M&M Conseil : Depuis l'origine, comme député puis comme ministre de l'Économie, vous participez aux rencontres parlementaires sur l'épargne. Philippe Auberger a choisi cette année comme thème « l'épargne face à la concurrence ». Pensez-vous que la concurrence que l'on observe (concurrence entre les produits et entre les institutions) soit favorable à l'épargne ?

Edmond Alphandéry : Reportez-vous à il y a 25 ans et souvenez-vous qu'à l'époque peu nombreuses étaient les possibilités pour les français de placer leur épargne. Aujourd'hui l'épargnant a plutôt l'embarras du choix. À l'évidence cela lui bénéficie. Non seulement il peut choisir le produit d'épargne qui correspond à sa situation personnelle, mais encore il peut faire jouer la concurrence pour obtenir des conditions aussi favorables que possible.

Je constate en effet que s'agissant de certains produits, comme l'assurance-vie, la concurrence entre les institutions est si forte qu'il est même nécessaire que l'État dans un souci prudentiel intervienne afin de limiter les engagements pris par les compagnies d'assurance lors de la souscription. Tel est ainsi un des objets de la seconde étape de la réforme technique de l'assurance-vie.

M&M Conseil : Le Gouvernement est favorable à une reprise de la consommation, peut-on dans ces conditions, dans le même temps, inciter les Françaises et les Français à épargner ?

Edmond Alphandéry : C'est le type même du faux débat que d'opposer consommation et épargne. Un pays a besoin de suffisamment d'épargne pour financer les investissements nécessaires à la croissance. Mais il y a de « l'épargne liquide » qui est plutôt de la monnaie que de l'épargne. C'est celle-ci que le Gouvernement a cherché à mobiliser pour le financement de l'économie. Il ne s'est pas agi d’accroître le niveau absolu de l'épargne mais de la faire mieux participer au financement de l'économie.
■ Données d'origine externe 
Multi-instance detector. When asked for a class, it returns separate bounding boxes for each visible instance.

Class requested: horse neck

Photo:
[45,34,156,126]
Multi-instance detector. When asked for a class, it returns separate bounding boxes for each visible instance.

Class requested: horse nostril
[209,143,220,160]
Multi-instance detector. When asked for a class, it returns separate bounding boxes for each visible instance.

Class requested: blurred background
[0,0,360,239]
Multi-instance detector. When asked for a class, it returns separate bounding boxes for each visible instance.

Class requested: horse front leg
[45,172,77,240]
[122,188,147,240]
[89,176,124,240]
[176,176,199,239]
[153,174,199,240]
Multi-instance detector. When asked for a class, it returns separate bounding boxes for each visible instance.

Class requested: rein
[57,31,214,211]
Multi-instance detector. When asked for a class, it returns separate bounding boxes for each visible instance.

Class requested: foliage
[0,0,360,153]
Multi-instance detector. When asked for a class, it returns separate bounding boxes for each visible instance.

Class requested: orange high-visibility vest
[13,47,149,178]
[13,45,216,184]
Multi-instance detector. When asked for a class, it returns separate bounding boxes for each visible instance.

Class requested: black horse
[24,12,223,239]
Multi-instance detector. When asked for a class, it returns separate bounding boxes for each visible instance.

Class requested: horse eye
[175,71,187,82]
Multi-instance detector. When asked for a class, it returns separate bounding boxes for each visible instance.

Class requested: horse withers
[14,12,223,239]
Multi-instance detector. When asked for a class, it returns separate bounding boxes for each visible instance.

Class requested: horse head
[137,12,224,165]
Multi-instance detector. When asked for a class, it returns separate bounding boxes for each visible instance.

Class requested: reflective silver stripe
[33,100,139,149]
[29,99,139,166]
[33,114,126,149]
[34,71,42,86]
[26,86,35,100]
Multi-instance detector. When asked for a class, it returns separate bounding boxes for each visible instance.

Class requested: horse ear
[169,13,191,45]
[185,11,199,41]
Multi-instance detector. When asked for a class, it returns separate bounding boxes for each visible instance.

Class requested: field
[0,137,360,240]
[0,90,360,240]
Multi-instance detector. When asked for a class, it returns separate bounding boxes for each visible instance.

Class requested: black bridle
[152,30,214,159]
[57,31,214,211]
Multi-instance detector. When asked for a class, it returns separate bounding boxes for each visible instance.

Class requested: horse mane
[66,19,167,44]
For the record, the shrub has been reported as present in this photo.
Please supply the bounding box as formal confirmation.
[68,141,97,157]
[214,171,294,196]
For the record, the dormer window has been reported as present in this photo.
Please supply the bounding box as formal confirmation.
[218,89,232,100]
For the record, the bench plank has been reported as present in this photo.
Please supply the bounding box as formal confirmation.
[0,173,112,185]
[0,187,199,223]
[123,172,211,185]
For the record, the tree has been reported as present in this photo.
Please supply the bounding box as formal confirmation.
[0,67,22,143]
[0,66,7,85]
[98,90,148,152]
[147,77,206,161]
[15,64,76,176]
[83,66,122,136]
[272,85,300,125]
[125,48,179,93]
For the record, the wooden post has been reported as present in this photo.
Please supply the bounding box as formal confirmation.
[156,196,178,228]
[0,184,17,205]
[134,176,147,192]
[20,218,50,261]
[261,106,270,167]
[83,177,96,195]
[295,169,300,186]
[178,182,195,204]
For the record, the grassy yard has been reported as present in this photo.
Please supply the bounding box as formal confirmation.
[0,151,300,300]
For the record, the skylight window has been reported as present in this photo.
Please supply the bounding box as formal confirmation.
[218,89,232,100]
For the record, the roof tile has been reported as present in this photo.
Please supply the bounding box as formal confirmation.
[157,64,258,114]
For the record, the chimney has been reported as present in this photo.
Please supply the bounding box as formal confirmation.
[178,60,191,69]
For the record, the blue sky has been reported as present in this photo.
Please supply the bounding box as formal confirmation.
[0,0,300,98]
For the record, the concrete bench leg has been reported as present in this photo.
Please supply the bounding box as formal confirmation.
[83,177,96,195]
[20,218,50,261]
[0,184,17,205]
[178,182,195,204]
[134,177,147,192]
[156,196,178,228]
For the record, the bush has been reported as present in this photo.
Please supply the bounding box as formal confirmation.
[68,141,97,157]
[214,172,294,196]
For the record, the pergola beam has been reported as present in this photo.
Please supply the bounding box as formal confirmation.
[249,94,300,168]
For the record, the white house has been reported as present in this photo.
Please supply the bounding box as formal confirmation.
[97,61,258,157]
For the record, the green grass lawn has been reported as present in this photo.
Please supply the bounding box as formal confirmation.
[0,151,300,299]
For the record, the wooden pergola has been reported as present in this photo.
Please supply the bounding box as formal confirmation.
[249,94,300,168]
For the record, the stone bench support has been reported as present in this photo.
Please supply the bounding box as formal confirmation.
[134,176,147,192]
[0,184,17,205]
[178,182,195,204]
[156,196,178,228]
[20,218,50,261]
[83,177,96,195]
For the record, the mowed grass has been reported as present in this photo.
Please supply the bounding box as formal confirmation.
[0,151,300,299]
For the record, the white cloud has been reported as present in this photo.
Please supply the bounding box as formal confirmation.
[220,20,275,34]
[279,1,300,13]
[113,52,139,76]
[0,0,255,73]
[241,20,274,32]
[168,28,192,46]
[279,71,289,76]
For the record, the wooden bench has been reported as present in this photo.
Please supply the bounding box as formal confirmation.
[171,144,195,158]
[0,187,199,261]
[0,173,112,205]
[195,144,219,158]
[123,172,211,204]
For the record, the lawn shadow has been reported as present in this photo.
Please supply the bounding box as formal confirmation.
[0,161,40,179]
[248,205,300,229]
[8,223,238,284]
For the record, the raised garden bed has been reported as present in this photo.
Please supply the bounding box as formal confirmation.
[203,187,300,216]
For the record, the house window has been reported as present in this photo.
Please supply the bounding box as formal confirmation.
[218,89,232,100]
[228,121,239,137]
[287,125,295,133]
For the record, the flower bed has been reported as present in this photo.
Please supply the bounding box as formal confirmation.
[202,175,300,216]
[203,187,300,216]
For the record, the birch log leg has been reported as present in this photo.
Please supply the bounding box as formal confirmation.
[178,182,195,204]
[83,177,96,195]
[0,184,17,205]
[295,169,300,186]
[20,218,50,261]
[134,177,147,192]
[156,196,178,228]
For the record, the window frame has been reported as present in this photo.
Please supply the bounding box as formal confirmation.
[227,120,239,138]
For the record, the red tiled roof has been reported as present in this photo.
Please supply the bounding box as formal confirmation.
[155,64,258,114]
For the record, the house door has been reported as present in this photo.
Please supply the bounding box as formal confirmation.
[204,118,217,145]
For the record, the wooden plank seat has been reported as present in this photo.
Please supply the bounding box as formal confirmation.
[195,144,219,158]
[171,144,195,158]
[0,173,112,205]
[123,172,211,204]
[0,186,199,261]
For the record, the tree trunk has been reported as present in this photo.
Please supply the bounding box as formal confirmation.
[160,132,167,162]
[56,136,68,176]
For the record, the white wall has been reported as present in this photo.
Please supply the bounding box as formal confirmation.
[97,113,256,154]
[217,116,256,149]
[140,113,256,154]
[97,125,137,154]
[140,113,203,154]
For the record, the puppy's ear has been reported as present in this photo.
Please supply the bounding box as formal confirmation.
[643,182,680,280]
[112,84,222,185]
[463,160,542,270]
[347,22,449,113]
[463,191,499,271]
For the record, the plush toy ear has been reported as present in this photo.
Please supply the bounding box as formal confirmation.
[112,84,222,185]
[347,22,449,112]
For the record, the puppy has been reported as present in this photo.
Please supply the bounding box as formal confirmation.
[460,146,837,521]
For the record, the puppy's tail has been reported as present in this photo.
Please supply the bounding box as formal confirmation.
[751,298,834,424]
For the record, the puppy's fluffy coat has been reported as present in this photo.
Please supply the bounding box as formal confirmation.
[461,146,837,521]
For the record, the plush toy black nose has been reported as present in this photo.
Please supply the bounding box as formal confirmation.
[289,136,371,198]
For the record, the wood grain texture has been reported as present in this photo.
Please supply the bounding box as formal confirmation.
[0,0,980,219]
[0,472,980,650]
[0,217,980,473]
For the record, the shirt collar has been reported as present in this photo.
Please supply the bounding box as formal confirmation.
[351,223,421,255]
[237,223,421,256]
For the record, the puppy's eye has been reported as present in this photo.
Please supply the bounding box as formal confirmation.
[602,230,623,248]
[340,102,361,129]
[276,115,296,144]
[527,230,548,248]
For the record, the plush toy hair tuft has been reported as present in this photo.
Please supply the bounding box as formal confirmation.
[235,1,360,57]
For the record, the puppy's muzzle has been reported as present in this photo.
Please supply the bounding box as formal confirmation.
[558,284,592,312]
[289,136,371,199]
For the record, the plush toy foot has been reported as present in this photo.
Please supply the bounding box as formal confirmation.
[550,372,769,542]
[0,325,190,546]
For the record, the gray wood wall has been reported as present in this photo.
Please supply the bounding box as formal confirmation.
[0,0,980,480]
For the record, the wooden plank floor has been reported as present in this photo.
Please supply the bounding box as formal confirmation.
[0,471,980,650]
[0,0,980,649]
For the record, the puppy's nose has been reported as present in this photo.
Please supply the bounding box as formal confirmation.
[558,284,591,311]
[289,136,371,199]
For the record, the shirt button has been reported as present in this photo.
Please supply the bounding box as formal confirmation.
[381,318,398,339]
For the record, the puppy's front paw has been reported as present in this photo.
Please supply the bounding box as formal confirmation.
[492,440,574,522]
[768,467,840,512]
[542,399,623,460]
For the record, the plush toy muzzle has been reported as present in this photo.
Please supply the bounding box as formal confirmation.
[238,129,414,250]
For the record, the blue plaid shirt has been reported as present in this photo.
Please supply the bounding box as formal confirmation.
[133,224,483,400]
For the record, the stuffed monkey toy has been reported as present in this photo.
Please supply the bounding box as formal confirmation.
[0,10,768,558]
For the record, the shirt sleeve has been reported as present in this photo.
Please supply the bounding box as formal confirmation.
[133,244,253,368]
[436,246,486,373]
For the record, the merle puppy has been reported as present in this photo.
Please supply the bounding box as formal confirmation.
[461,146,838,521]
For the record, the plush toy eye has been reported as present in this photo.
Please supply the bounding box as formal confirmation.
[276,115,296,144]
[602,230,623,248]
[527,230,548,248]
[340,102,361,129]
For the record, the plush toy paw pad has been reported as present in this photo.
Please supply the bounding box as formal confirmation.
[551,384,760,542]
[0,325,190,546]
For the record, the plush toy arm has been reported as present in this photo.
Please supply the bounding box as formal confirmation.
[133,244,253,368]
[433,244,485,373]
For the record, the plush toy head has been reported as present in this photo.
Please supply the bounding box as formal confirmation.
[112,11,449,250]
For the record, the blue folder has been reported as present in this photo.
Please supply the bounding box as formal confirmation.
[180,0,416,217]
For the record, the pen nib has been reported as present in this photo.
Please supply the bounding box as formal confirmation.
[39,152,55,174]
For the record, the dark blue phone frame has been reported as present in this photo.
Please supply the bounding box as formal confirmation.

M&M Conseil : Une des originalités de notre système de collecte d'épargne réside dans la différence des régimes qui le régissent (statuts différents, avantages consentis à certains réseaux, etc.). Pensez-vous que, sous l'effet notamment de la construction européenne, le système actuel est appelé à évoluer ?

Edmond Alphandéry : L'hétérogénéité des régimes de collecte d'épargne en France est un héritage du passé. Néanmoins elle ne cesse de s'atténuer depuis de nombreuses années. L'institution du Codevi qui bénéficie d'avantages semblables à ceux du livret A est un pas en ce sens. La réforme de la fiscalité de l'épargne que j'ai fait adoptée par le Parlement dans le budget 1994 réduit également fortement les différences de fiscalité suivant les produits d'épargne. Ainsi, les avantages fiscaux excessifs des sicav monétaires ont-ils disparu. La fiscalité s'appliquant à certains produits bancaires a-t-elle été alignée sur celle concernant des produits d'épargne similaires comme les titres.

Je crois de façon générale que les différences vont continuer à s'atténuer, sous l'effet, notamment de la construction européenne.

M&M Conseil : L'épargne longue doit-elle être encouragée par rapport à l'épargne courte ? Si oui quelles mesures comptez-vous initier en la matière ?

Edmond Alphandéry : Toute la stratégie du Gouvernement depuis 20 mois a été d'encourager à une consolidation de l'épargne. Je vous rappellerai brièvement quelques-unes des mesures adoptées :

– incitation fiscale à la cession de sicav monétaires pour financer les investissements immobiliers ou en actions dans les PEA,
– lancement d'un grand emprunt national, d'un montant de 110 MdsF qui a permis notamment de mobiliser 69 MdsF de sicav monétaires,
– réforme de la fiscalité de l'épargne réduisant, comme je vous l'ai déjà indiqué, les avantages fiscaux excessifs des sicav monétaires,
– accès direct offert aux particuliers pour l'achat d'OAT d'une durée de 10 ans dans la plupart des guichets des intermédiaires financiers.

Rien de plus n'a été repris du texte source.